In fact, $h_t = \alpha h_{t-1} + \beta x_t$? is exactly what a vanilla RNN does — but it quickly runs into the vanishing/exploding gradient problem. During long-term backpropagation, the gradient either vanishes or explodes exponentially. The reason is that the gradient is repeatedly multiplied along the time chain by Jacobians (which contain nonlinearities and weight matrices), causing the values to either shrink toward zero or grow without bound.

LSTMs and GRUs are never intended to be a "clean" mathematical design, but rather a historically temporary — yet effective — hack. These gates open and close controlled paths for information flow, ensuring that gradients can bypass nonlinear squashing and propagate over long sequences. The key idea to remember is simple: they are designed to stabilize gradients as they flow through time, but the meaning of the gates is something imposed by humans — giving them the feel of being held together with duct tape.

Before Transformers, LSTMs and GRUs ruled NLP; after Transformers, they’re mostly retired.

--- GRU & LSTM Implementation¶

In fact, GRUs and LSTMs are used in the same way as the RNN module. So we don’t need to write a separate network for them — we can simply replace the RNN module in the code of our previous RNN notes with a GRU or LSTM, and it will work right away.
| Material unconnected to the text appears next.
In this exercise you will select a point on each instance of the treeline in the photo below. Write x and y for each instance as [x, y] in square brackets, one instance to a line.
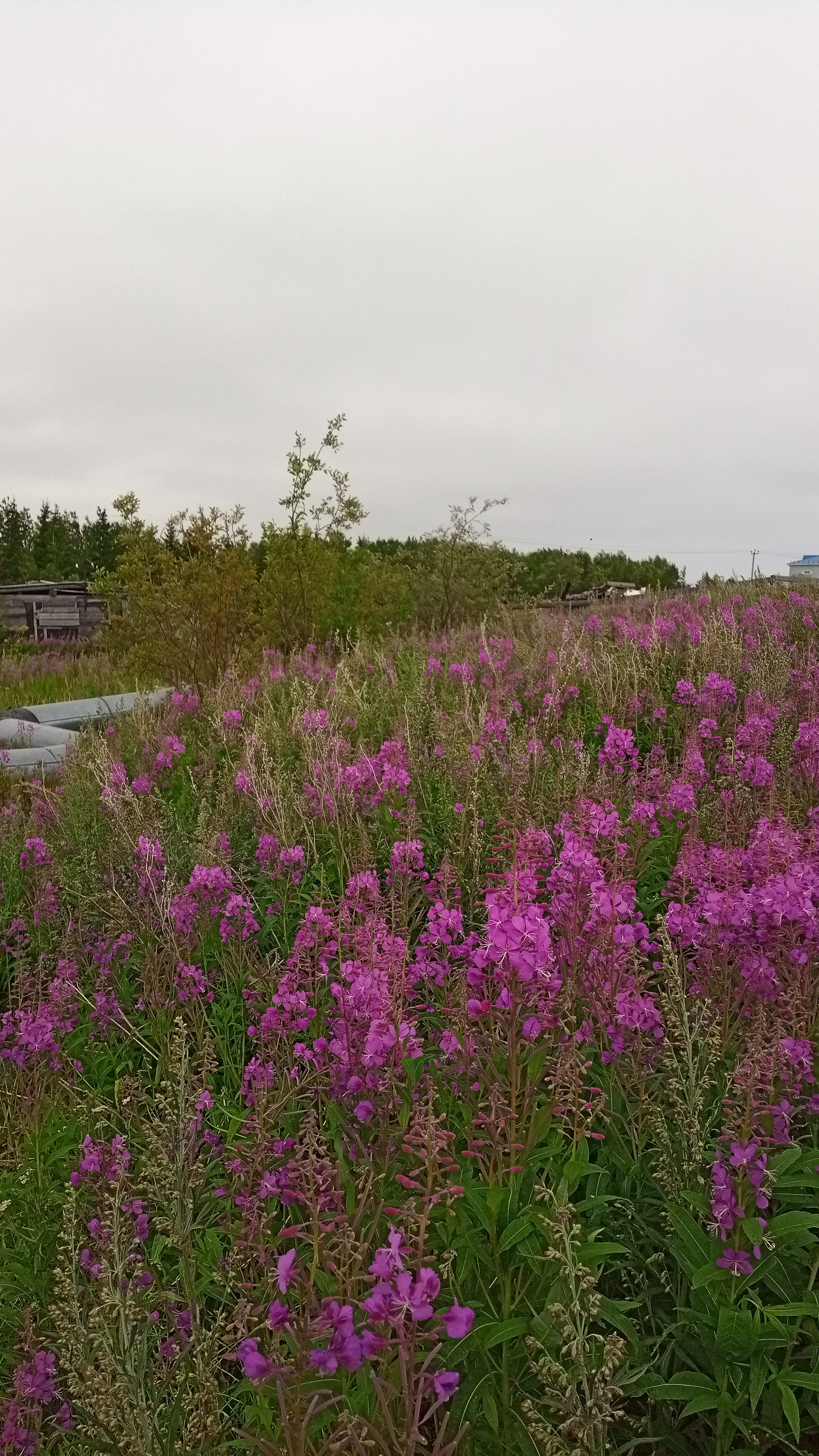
[552, 573]
[200, 593]
[54, 545]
Here is a summary of the I/O of the vanilla RNN, GRU, LSTM.

torch.nn.LSTM

output, (h_n, c_n) = lstm(input, (h_0, c_0))
  • output: shape (batch, seq_len, hidden_size)
    → All hidden states from the last layer, for all time steps.

  • h_n: shape (num_layers, batch, hidden_size)
    → Final hidden state (i.e., ( h_t )) from each layer at the last time step.

  • C_n: shape (num_layers, batch, hidden_size)
    → Final memory cell state (i.e., ( C_t )) from each layer at the last time step.

torch.nn.GRU and torch.nn.RNN

output, h_n = gru(input, h_0)
  • output: shape (batch, seq_len, hidden_size)
    → All hidden states from the last layer, for all time steps.

  • h_n: shape (num_layers, batch, hidden_size)
    → Final hidden state from each layer at the last time step (no cell state for GRU).